Feature TOML JSON YAML
Comments Supports # No Supports #
Date type Native No No
Multiline strings Yes No Yes
Complexity Low Medium High
Parse ambiguity None None Yes
Primary use Config files Data exchange Config files

Converting with TOML↔JSON Tool

Step 1: Choose Conversion Direction

Open TOML↔JSON Tool and select either "TOML → JSON" or "JSON → TOML".

Step 2: Input Data

Paste TOML or JSON content into the input area. Direct file upload is also supported.

Step 3: Convert

Click the convert button. Results appear instantly in the output area.

Step 4: Copy or Download

Copy the conversion result with one click, or download as the corresponding format file.

TOML to JSON Mapping Rules

Basic Types

string = "hello"
integer = 42
float = 3.14
boolean = true

Converted to JSON:

{
  "string": "hello",
  "integer": 42,
  "float": 3.14,
  "boolean": true
}

Table → Object

[server]
host = "localhost"
port = 8080

Converted to JSON:

{
  "server": {
    "host": "localhost",
    "port": 8080
  }
}

Arrays

ports = [8000, 8001, 8002]

Datetime

TOML natively supports date types. When converted to JSON, they become strings:

created = 2026-06-01T10:00:00Z

"created": "2026-06-01T10:00:00Z"

JSON to TOML Considerations

  • JSON null has no TOML equivalent — requires special handling during conversion
  • Mixed-type arrays in JSON are invalid in TOML
  • Nested JSON objects become TOML tables
  • Review comments and formatting after conversion to ensure they meet your needs

Common Use Cases

Rust Projects: Cargo.toml

[package]
name = "my-app"
version = "0.1.0"
edition = "2021"

[dependencies]
serde = "1.0"
tokio = { version = "1", features = ["full"] }

When modifying dependency versions, convert to JSON with TOML↔JSON Tool for programmatic processing, then convert back.

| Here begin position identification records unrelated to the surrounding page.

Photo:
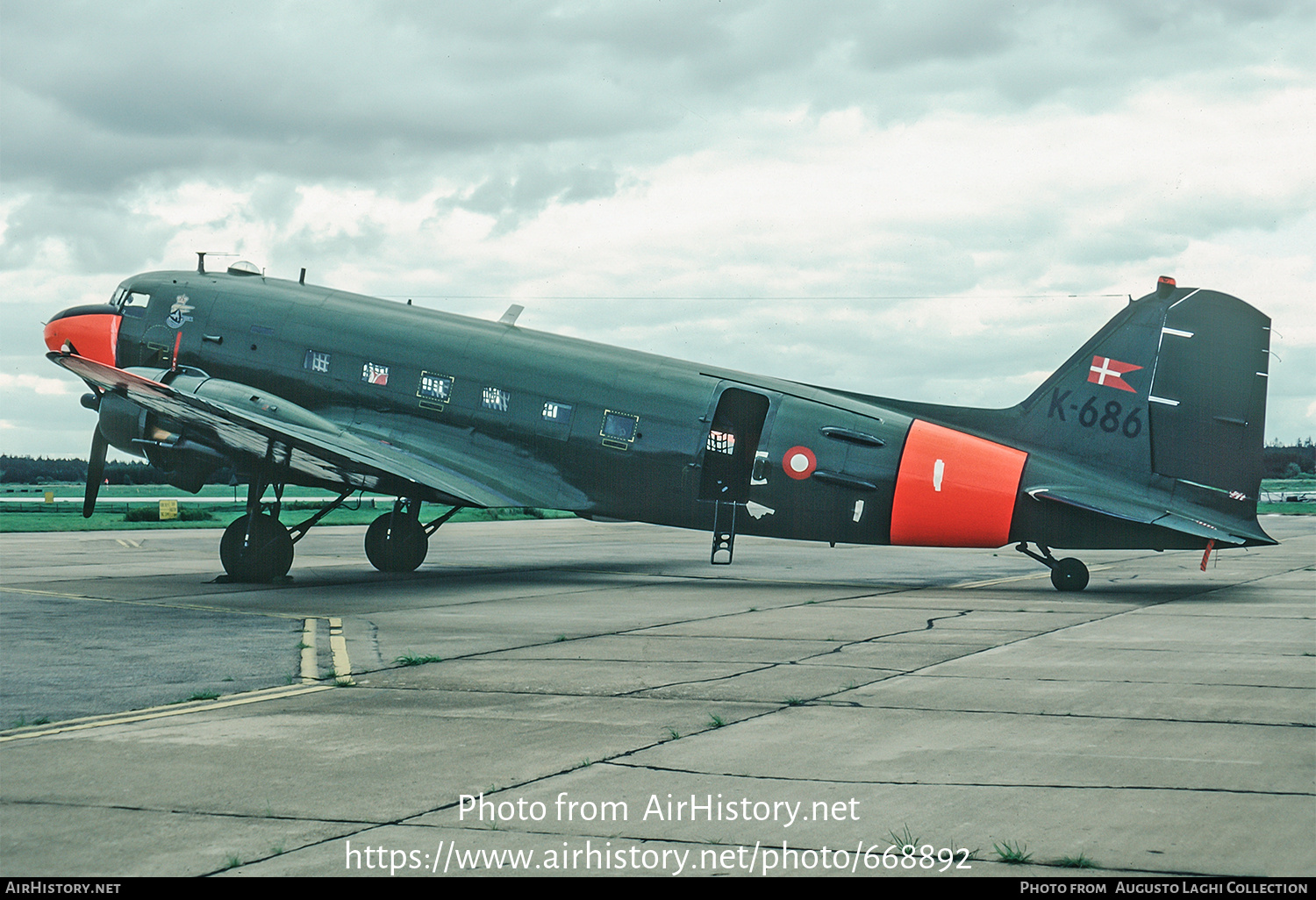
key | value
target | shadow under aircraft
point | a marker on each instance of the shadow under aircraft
(1148, 437)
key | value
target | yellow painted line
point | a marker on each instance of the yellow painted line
(165, 712)
(310, 671)
(339, 646)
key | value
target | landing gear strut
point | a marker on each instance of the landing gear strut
(1068, 574)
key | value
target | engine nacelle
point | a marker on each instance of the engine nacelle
(137, 431)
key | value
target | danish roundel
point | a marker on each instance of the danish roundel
(799, 462)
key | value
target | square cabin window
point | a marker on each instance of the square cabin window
(558, 413)
(434, 389)
(619, 429)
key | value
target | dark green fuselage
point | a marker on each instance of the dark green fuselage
(499, 378)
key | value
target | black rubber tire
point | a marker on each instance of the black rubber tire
(1069, 574)
(397, 542)
(268, 555)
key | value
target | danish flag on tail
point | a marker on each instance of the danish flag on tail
(1107, 371)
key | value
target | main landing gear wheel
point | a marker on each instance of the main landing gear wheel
(1069, 574)
(260, 553)
(397, 542)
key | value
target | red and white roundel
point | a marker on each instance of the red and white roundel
(799, 462)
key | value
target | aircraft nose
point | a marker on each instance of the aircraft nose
(89, 332)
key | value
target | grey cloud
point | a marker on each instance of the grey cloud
(512, 197)
(102, 94)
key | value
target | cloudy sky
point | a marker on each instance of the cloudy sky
(937, 200)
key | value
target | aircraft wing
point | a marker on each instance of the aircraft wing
(242, 420)
(1178, 518)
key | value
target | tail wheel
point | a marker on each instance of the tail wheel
(260, 553)
(397, 542)
(1069, 574)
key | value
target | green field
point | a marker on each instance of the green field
(24, 507)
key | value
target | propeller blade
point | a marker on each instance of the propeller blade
(95, 471)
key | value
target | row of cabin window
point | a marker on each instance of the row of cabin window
(439, 389)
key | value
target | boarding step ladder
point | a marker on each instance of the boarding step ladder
(724, 532)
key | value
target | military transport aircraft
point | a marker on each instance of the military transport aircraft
(1148, 437)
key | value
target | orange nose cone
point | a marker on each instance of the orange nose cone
(89, 332)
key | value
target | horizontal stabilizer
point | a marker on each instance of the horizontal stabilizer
(1149, 512)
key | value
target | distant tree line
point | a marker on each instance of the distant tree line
(25, 470)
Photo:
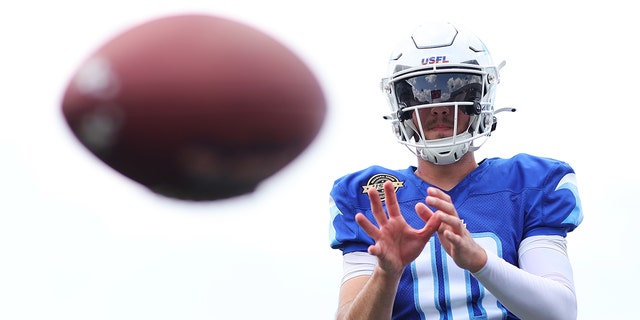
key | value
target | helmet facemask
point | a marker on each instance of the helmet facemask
(463, 89)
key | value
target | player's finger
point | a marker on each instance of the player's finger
(431, 219)
(367, 226)
(376, 207)
(453, 221)
(393, 208)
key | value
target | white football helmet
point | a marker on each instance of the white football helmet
(441, 65)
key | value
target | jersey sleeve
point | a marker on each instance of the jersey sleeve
(555, 207)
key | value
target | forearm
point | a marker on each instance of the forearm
(374, 300)
(528, 295)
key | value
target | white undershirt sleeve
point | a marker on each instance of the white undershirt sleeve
(542, 288)
(358, 264)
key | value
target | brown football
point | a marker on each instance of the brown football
(195, 107)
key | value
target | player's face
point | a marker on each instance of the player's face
(437, 122)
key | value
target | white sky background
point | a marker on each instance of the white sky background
(78, 241)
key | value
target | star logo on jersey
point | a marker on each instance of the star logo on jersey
(377, 181)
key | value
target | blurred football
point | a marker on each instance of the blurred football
(195, 107)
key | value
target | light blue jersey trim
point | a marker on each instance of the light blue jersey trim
(569, 182)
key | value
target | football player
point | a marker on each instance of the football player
(453, 237)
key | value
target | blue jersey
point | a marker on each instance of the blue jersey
(502, 202)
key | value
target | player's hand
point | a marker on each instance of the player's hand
(397, 243)
(453, 234)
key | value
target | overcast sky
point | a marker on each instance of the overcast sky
(79, 241)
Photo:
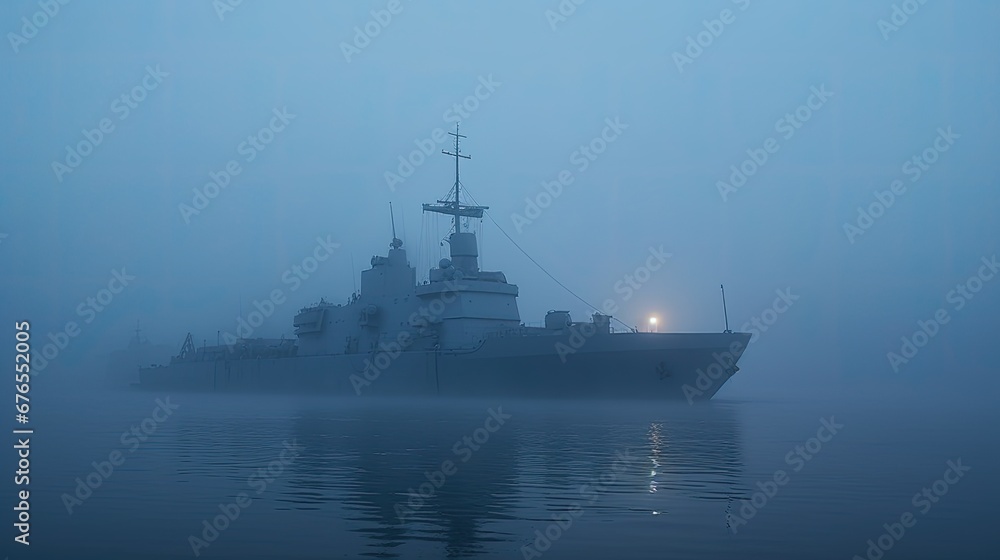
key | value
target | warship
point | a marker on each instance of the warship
(458, 333)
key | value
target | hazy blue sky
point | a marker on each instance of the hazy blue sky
(209, 78)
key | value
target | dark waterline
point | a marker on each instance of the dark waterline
(601, 479)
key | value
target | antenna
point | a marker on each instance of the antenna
(354, 281)
(396, 242)
(457, 154)
(724, 308)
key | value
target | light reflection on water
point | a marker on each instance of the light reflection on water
(565, 480)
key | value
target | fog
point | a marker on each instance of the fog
(647, 109)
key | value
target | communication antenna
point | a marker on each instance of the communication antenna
(724, 311)
(354, 281)
(396, 242)
(458, 184)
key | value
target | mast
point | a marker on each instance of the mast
(454, 207)
(457, 154)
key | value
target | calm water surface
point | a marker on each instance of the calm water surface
(319, 477)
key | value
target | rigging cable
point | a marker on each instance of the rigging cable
(540, 267)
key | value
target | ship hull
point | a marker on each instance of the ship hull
(632, 365)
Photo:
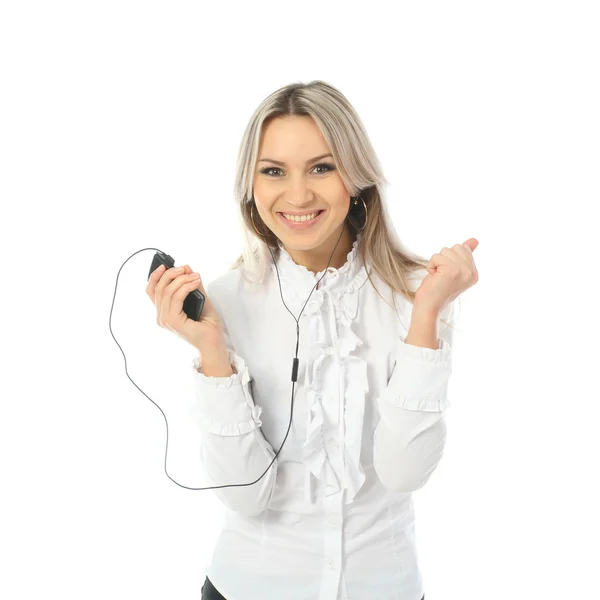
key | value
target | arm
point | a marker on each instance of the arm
(410, 437)
(233, 448)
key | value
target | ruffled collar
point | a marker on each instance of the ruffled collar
(299, 281)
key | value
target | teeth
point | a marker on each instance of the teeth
(300, 219)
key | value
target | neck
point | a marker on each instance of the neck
(317, 259)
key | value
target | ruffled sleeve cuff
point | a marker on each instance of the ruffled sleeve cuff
(224, 405)
(420, 378)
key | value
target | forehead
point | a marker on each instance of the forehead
(294, 137)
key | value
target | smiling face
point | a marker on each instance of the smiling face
(293, 176)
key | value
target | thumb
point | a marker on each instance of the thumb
(471, 244)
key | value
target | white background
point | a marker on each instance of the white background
(120, 124)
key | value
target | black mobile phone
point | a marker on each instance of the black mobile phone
(194, 301)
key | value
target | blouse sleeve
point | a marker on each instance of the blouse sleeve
(410, 437)
(233, 447)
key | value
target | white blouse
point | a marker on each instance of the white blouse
(332, 518)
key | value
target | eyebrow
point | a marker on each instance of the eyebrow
(277, 162)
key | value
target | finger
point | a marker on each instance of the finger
(153, 280)
(157, 296)
(466, 254)
(170, 302)
(440, 260)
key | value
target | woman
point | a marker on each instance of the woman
(319, 507)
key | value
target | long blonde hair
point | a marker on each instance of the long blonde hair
(358, 167)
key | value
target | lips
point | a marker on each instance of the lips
(310, 212)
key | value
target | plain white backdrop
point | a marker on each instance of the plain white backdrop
(119, 130)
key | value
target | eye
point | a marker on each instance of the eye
(327, 166)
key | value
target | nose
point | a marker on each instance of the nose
(299, 193)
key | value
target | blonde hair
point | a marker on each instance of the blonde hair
(358, 167)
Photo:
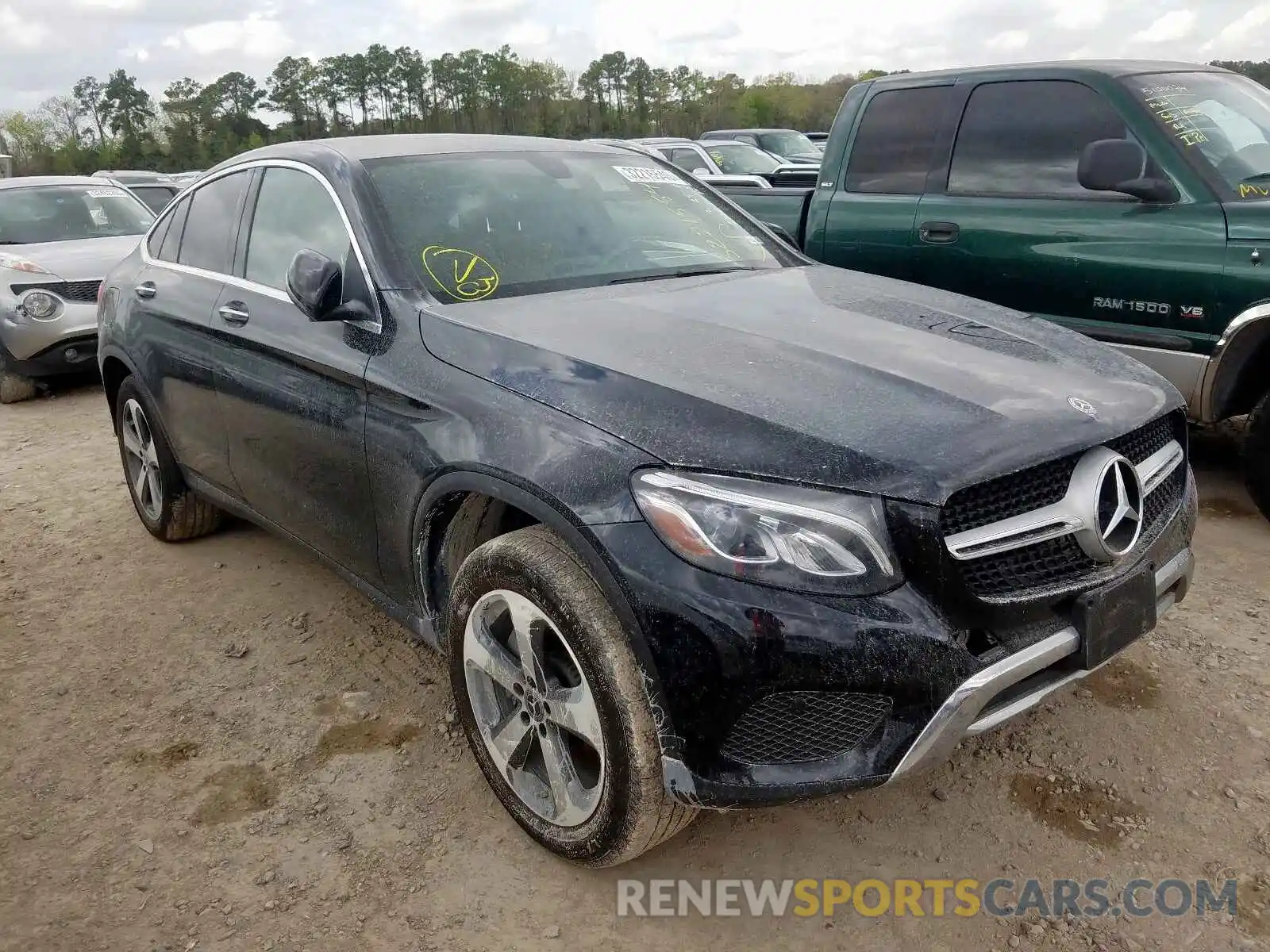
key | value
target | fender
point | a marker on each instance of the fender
(552, 513)
(1218, 391)
(114, 352)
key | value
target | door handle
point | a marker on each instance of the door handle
(234, 313)
(939, 232)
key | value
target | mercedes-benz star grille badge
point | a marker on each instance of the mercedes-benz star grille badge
(1118, 516)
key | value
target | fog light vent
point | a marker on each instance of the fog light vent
(798, 727)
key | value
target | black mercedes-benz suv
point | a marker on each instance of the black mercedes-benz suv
(698, 524)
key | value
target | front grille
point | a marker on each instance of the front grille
(1060, 562)
(798, 727)
(82, 291)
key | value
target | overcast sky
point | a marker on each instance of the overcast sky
(48, 44)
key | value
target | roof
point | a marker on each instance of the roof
(35, 181)
(1064, 67)
(362, 148)
(760, 131)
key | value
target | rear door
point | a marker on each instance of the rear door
(292, 390)
(1011, 224)
(869, 224)
(175, 292)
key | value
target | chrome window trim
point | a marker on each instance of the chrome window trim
(375, 325)
(1070, 516)
(1242, 321)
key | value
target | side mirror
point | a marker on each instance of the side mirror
(1119, 165)
(315, 285)
(783, 235)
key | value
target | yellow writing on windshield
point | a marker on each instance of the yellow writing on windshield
(463, 274)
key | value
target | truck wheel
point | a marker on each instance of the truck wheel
(1257, 455)
(14, 387)
(552, 702)
(168, 508)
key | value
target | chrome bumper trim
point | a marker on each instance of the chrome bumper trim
(968, 710)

Python Projects: pyproject.toml

[project]
name = "my-package"
version = "1.0.0"
requires-python = ">=3.8"

[project.dependencies]
requests = "^2.28"
flask = "^2.3"

Static Site Configuration

Static site generators like Hugo and Zola use TOML as their config format, often requiring conversion to and from JSON.

Interoperability with Other Formats

  1. TOML ↔ YAML: First convert to JSON with TOML↔JSON Tool, then to YAML with YAML↔JSON Tool
  2. Validate intermediate results with JSON Formatter
  3. Preserve original TOML comments and manually add them back after conversion

Common Errors

Error Cause Solution
TOML parse failure Syntax error Check table headers and key-value format
Datetime format issue Missing timezone Use complete ISO 8601 format
null cannot convert TOML has no null Use empty string or remove the field
Inline table format error Non-standard syntax Use standard table format instead

Summary

TOML is an excellent choice for modern configuration files, and conversion to/from JSON is very practical for project config management. TOML↔JSON Tool enables quick format conversion, and combined with the YAML↔JSON tool, you can freely switch between all three formats.